Shareholders to vote on Johns Lyng acquisition
Johns Lyng shareholders will vote in October on a Pacific Equity Partners takeover offer that has been backed by the board committee.
The insurance building group’s biggest shareholder, CEO and MD Scott Didier, supports the all-cash offer. He holds 17.64% of shares and has entered a co-operation deed to vote for the takeover.
The Johns Lyng board committee comprising non-executive chair Peter Nash and non-executive directors Peter Dixon, Alison Terry and Alexander Silver “unanimously recommends” the deal.
The offer values Johns Lyng equity at about $1.1 billion and implies an enterprise value of $1.3 billion. The $4 cash-per-stock bid represents a 77% premium on Johns Lyng’s closing price on May 15 – the day before the takeover bid was received.
“The [committee’s] unanimous recommendation was based on a thorough evaluation of a range of factors … and taking into consideration underlying business performance over the last two years and current business momentum,” Mr Nash said.

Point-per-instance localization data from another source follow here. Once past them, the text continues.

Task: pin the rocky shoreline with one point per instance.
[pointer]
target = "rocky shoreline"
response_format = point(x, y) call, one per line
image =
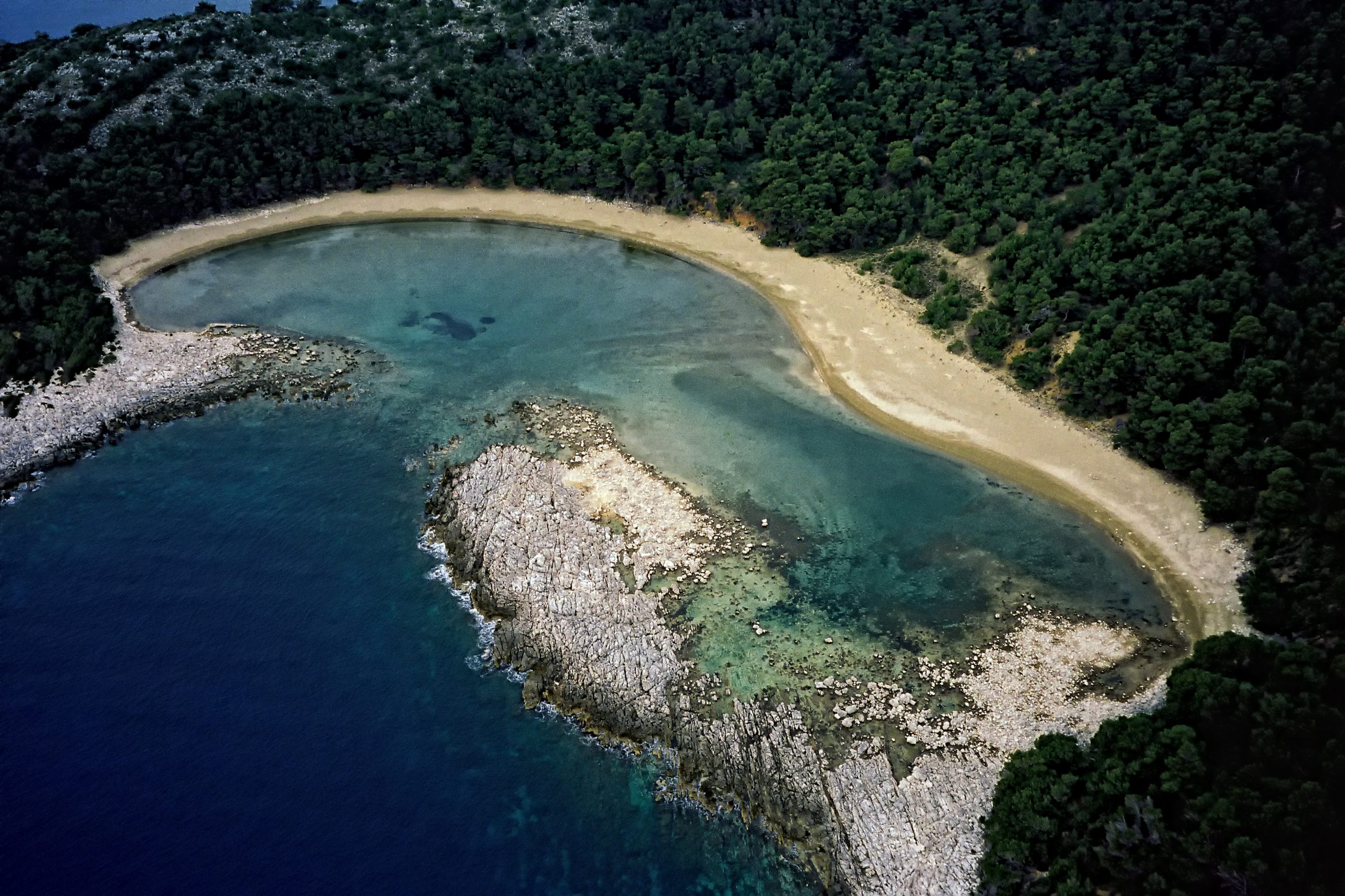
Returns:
point(158, 377)
point(585, 559)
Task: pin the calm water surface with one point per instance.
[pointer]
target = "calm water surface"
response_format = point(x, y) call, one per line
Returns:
point(224, 669)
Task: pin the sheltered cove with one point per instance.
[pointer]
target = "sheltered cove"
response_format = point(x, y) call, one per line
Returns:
point(863, 349)
point(854, 847)
point(584, 563)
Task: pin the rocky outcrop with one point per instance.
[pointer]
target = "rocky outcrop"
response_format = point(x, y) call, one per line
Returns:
point(157, 377)
point(570, 557)
point(548, 572)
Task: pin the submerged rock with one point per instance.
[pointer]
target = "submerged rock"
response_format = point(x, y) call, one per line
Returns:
point(561, 556)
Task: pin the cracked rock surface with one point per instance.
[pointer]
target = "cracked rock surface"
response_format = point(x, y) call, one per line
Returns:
point(557, 554)
point(157, 376)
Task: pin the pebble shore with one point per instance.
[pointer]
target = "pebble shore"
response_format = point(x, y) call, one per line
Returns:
point(567, 555)
point(157, 377)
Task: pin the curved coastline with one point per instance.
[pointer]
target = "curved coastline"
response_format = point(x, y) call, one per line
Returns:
point(864, 349)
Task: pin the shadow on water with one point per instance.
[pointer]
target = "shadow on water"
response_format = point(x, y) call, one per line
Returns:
point(249, 670)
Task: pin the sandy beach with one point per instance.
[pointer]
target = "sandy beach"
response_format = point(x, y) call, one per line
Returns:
point(866, 348)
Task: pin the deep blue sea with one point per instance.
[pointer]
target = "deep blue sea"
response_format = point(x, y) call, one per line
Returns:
point(224, 669)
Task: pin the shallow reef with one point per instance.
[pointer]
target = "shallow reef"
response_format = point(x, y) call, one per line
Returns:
point(669, 623)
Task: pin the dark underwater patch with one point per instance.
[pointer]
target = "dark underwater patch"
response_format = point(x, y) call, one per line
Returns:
point(447, 325)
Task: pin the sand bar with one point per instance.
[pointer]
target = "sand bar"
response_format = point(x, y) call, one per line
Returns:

The offer comes as Johns Lyng faces its biggest challenge in years. In February, it reduced its earnings outlook and announced a cost-cutting program after a weak first half.
The core insurance building and restoration services division is the biggest by revenue. In the December half, revenue fell to $531.8 million from $554.5 million. The division provides catastrophe rebuilding services for insurer clients and governments. It also has contracts with insurers to provide restoration for business-as-usual insured events.